Selecting Static Results with Dynamic LINQ

Dynamic LINQ (DLINQ) is a LINQ extension provided in the VS 2008 Samples. Scott Guthrie provides a good overview here: Dynamic LINQ (Part 1: Using the LINQ Dynamic Query Library), but the executive summary is that it implements certain query operations on IQueryable (the non-generic variety), with filtering, grouping and projection specified with strings rather than statically-typed expressions.

I’ve never had a use for it, but a question on Stack Overflow caused me to take a second look…

…the selected groupbyvalue (Group) will always be a string, and the sum will always be a double, so I want to be able to cast into something like a List, where Result is an object with properties Group (string) and TotalValue (double).

Before we can solve the problem, let’s take a closer look at why it is being asked…

DynamicExpression.CreateClass

We can use the simplest of dynamic queries to explore a bit:

[Test]
public void DLINQ_IdentityProjection_ReturnsDynamicClass()
{
    IQueryable nums = Enumerable.Range(1, 5).AsQueryable();
    IQueryable q = nums.Select("new (it as Value)");
    Type elementType = q.ElementType;

    Assert.AreEqual("DynamicClass1", elementType.Name);
    CollectionAssert.AreEqual(new[] { typeof(int) },
        elementType.GetProperties().Select(p => p.PropertyType).ToArray());
}

DLINQ defines a special expression syntax for projection that is used to specify what values should be returned and how. it refers to the current element, which in our case is an int.

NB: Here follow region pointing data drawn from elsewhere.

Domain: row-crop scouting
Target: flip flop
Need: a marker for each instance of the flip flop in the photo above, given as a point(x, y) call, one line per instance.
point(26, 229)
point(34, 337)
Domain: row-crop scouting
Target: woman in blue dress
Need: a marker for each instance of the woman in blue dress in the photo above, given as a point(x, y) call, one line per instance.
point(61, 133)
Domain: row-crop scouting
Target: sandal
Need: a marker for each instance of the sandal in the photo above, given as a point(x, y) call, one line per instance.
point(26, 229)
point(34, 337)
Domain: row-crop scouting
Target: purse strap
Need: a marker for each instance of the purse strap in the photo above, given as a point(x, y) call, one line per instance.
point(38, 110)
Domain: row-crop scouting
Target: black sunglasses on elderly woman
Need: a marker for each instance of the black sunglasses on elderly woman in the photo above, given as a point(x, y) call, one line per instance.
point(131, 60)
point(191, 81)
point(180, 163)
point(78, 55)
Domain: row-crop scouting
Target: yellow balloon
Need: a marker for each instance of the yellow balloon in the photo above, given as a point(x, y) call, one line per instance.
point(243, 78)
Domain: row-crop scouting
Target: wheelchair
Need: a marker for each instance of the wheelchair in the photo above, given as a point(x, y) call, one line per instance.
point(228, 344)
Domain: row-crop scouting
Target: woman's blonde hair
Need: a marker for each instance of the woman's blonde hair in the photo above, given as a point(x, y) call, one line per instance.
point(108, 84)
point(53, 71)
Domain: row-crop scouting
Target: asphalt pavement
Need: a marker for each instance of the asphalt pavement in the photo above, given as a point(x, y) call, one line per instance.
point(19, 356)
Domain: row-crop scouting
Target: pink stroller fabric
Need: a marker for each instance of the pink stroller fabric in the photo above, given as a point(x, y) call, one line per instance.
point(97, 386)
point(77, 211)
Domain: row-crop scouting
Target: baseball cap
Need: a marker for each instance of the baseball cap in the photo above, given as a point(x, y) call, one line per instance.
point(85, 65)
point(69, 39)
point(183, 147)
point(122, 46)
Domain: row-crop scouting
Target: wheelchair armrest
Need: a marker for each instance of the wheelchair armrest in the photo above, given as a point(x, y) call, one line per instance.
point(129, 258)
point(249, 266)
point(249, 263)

The result in question comes from DynamicQueryable.Select():

public static IQueryable Select(this IQueryable source, string selector, params object[] values)
{
    LambdaExpression lambda = DynamicExpression.ParseLambda(source.ElementType, null, selector, values);
    return source.Provider.CreateQuery(
        Expression.Call(
            typeof(Queryable), "Select",
            new Type[] { source.ElementType, lambda.Body.Type },
            source.Expression, Expression.Quote(lambda)));
}

The non-generic return type suggest that the type of the values returned is unknown at compile time. If we check an element’s type at runtime, we’ll see something like DynamicClass1. Tracing down the stack from DynamicExpression.ParseLambda(), we eventually find that DynamicClass1 is generated by a call to DynamicExpression.CreateClass() in ExpressionParser.ParseNew(). CreateClass() in turn delegates to a static ClassFactory which manages a dynamic assembly in the current AppDomain to hold the new classes, each generated by Reflection.Emit. The resulting type is then used to generate the MemberInit expression that constructs the object.

Dynamic to Static

While dynamic objects are useful in some situations (thus support in C# 4), in this case we want to use static typing. Let’s specify our result type with a generic method:

IQueryable<TResult> Select<TResult>(this IQueryable source, string selector, params object[] values);

We just need a mechanism to insert our result type into DLINQ to supersede the dynamic result. This is surprisingly easy to implement, as ParseLambda() already accepts a resultType argument. We just need to capture it…

private Type resultType;
public Expression Parse(Type resultType)
{
    this.resultType = resultType;
    int exprPos = token.pos;
    // ...

…and then update ParseNew() to use the specified type:

Expression ParseNew()
{
    // ...
    NextToken();
    Type type = this.resultType ?? DynamicExpression.CreateClass(properties);
    MemberBinding[] bindings = new MemberBinding[properties.Count];
    for (int i = 0; i < bindings.Length; i++)
        bindings[i] = Expression.Bind(type.GetProperty(properties[i].Name), expressions[i]);
    return Expression.MemberInit(Expression.New(type), bindings);
}

If resultType is null, as it is in the existing Select() implementation, a DynamicClass is used instead.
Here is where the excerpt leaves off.